A Long Voyage in a Small Boat
Three Years in a 12-Foot Boat by Stephen G. Ladd
This is the true tale of Stephen Ladd’s quest to build a small sailing craft with which he could explore the rivers and waterways of North and South America. Ladd hales from the Seattle area and begins his journey in the West, on the Milk River in Montana. From there he proceeds down larger and larger rivers to the Mississippi and enters the Gulf of Mexico by way of New Orleans. His lonely voyage is punctuated by bright characters, most of whom can’t understand why Ladd would travel all alone in his tiny boat, but are happy to enliven his voyage for a time.
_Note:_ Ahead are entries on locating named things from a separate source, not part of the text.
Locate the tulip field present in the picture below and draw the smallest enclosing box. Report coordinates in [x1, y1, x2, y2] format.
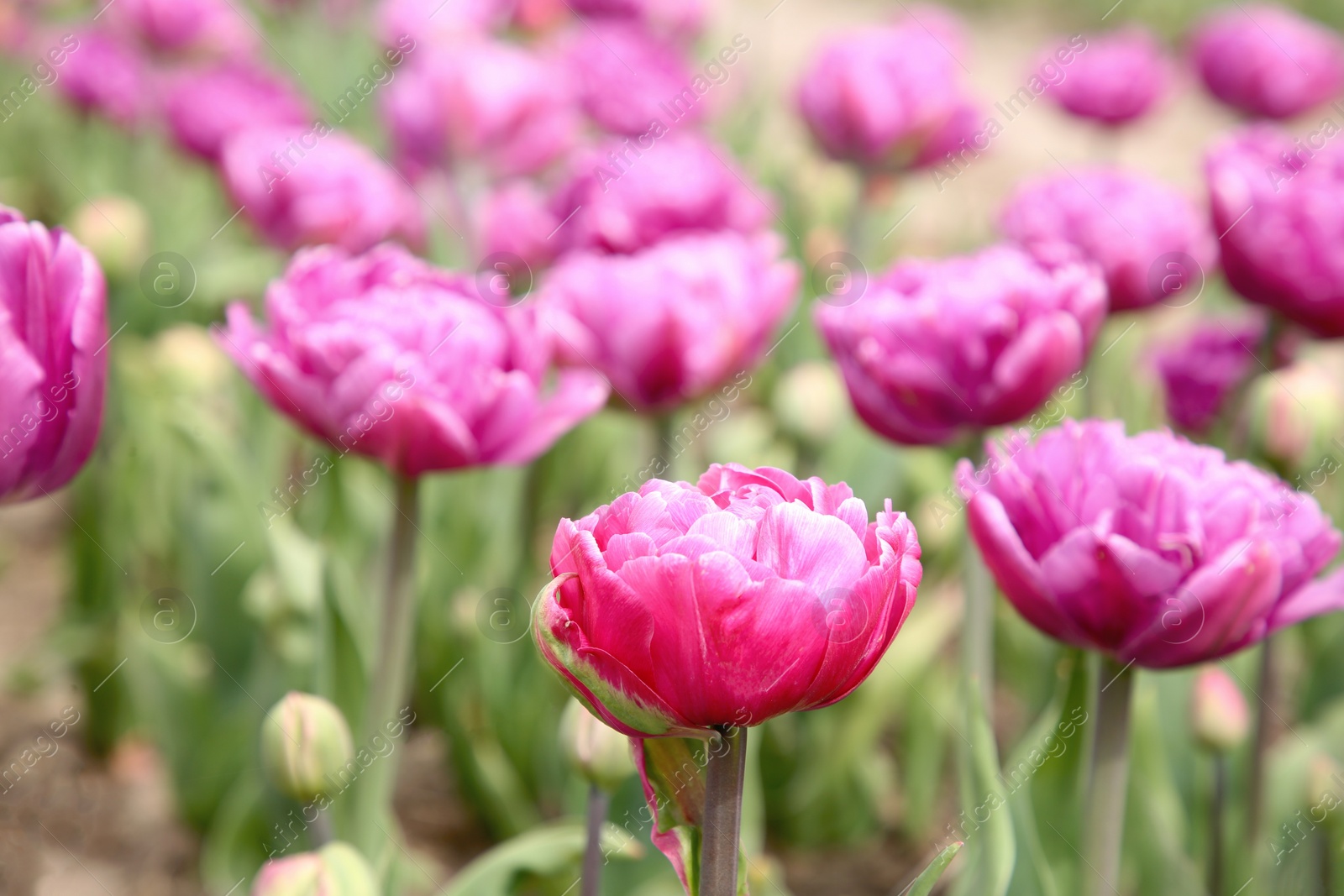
[8, 0, 1344, 896]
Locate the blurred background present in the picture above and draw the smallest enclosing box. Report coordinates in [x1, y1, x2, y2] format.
[8, 0, 1344, 896]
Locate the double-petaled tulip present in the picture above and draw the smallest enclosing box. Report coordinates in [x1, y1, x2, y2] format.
[816, 246, 1106, 445]
[219, 238, 607, 475]
[220, 123, 425, 253]
[0, 207, 108, 501]
[1191, 4, 1344, 118]
[1205, 125, 1344, 338]
[958, 421, 1344, 668]
[1000, 168, 1218, 312]
[533, 464, 922, 736]
[1156, 316, 1265, 435]
[554, 133, 770, 253]
[163, 62, 313, 161]
[56, 31, 153, 128]
[564, 22, 712, 139]
[385, 38, 578, 176]
[1047, 29, 1171, 125]
[798, 20, 970, 170]
[543, 233, 798, 410]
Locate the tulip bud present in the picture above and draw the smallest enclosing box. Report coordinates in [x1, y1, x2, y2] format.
[1191, 666, 1250, 752]
[70, 196, 150, 278]
[260, 690, 354, 802]
[1252, 361, 1344, 470]
[560, 697, 634, 790]
[253, 842, 378, 896]
[773, 361, 849, 445]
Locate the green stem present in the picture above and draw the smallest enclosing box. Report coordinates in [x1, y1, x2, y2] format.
[580, 784, 612, 896]
[354, 474, 419, 858]
[1086, 657, 1134, 896]
[701, 728, 748, 896]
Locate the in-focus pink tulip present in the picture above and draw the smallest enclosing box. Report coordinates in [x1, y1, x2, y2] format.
[1191, 3, 1344, 118]
[816, 246, 1106, 445]
[1156, 316, 1265, 435]
[1205, 125, 1344, 338]
[1000, 168, 1218, 312]
[383, 39, 580, 176]
[958, 421, 1344, 669]
[1047, 27, 1172, 125]
[533, 464, 922, 736]
[554, 132, 770, 253]
[106, 0, 258, 58]
[164, 63, 314, 161]
[56, 31, 155, 128]
[542, 233, 798, 410]
[564, 22, 714, 137]
[220, 123, 425, 253]
[798, 18, 973, 170]
[219, 244, 607, 475]
[0, 207, 108, 501]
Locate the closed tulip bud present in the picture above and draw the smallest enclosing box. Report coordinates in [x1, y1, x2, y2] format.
[560, 697, 634, 791]
[771, 361, 847, 445]
[253, 842, 379, 896]
[260, 690, 354, 802]
[1191, 666, 1250, 752]
[70, 196, 150, 277]
[1252, 363, 1344, 469]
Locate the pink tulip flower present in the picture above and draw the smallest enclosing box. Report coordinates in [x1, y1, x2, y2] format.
[1047, 27, 1172, 125]
[218, 238, 607, 475]
[385, 39, 580, 176]
[164, 63, 314, 161]
[1191, 4, 1344, 118]
[554, 132, 770, 253]
[958, 421, 1344, 669]
[1205, 125, 1344, 338]
[816, 246, 1106, 445]
[1000, 168, 1218, 312]
[220, 123, 425, 253]
[533, 464, 922, 736]
[0, 207, 108, 501]
[542, 233, 798, 411]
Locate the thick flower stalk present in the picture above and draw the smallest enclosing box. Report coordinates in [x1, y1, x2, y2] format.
[1205, 125, 1344, 338]
[1191, 4, 1344, 118]
[0, 207, 108, 501]
[999, 168, 1218, 312]
[816, 246, 1106, 445]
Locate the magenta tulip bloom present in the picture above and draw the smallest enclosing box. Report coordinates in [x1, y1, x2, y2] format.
[1156, 317, 1265, 434]
[798, 18, 970, 170]
[566, 22, 699, 139]
[1191, 4, 1344, 118]
[533, 464, 922, 736]
[164, 63, 314, 161]
[385, 39, 580, 176]
[543, 233, 798, 410]
[1047, 29, 1171, 125]
[554, 132, 770, 253]
[958, 421, 1344, 669]
[1000, 168, 1218, 312]
[816, 246, 1106, 445]
[219, 244, 607, 475]
[220, 123, 425, 253]
[1205, 125, 1344, 338]
[56, 31, 153, 128]
[0, 207, 108, 501]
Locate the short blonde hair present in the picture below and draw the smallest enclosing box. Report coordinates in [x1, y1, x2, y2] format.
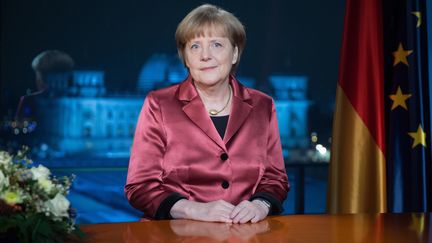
[175, 4, 246, 73]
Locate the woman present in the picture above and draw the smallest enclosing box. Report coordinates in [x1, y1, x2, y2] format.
[125, 4, 288, 223]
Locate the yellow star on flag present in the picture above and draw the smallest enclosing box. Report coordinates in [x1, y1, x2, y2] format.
[411, 12, 421, 28]
[389, 86, 411, 110]
[409, 213, 425, 236]
[393, 43, 413, 66]
[408, 124, 426, 148]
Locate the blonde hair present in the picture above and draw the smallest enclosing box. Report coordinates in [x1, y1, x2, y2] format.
[175, 4, 246, 73]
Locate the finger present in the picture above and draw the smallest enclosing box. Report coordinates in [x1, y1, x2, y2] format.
[239, 210, 256, 224]
[218, 216, 232, 224]
[231, 201, 249, 218]
[251, 214, 262, 223]
[233, 207, 250, 223]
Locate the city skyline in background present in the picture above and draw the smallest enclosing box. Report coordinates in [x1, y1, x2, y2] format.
[0, 0, 344, 137]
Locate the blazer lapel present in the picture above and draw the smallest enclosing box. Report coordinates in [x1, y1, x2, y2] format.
[178, 76, 226, 150]
[224, 76, 253, 144]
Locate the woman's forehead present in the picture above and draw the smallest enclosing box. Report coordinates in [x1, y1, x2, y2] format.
[189, 24, 227, 41]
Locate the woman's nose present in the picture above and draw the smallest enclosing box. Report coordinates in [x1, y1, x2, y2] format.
[201, 47, 211, 62]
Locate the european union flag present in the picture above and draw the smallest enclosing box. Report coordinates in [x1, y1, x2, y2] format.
[383, 0, 432, 212]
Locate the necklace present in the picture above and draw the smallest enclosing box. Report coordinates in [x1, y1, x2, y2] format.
[208, 85, 232, 116]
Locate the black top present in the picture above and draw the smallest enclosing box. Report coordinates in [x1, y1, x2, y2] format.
[210, 115, 229, 139]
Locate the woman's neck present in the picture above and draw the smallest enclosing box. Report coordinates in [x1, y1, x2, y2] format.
[195, 80, 233, 116]
[195, 80, 230, 103]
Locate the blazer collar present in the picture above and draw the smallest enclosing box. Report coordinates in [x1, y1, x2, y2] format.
[177, 75, 253, 151]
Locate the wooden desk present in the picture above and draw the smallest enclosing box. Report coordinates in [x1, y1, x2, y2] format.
[81, 213, 432, 243]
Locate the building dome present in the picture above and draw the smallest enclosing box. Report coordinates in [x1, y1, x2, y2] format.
[137, 54, 188, 92]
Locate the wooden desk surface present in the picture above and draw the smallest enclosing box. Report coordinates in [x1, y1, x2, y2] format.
[81, 213, 432, 243]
Ladd crosses the Gulf with his craft safely aboard a cargo ship, and spends the next two years on the rivers of Central and South America, and braving the Pacific Ocean off the pirate infested coast of Columbia. Throughout his peregrinations in South America, Ladd get robbed, spends a brief time in jail, makes some unlikely friends of all social strata, and falls in love. Despite his Harvard education, Ladd’s heart is firmly attached to his sleeve and he falls victim to a few opportunistic ladies.
Although he is not a writer by trade, Ladd makes an earnest and profound effort in his book, which is well worth reading. Also notable are the many free-verse interludes sprinkled throughout his journey, which aptly capture the at-turns austere, solitary, and rich environments through which he slowly sails.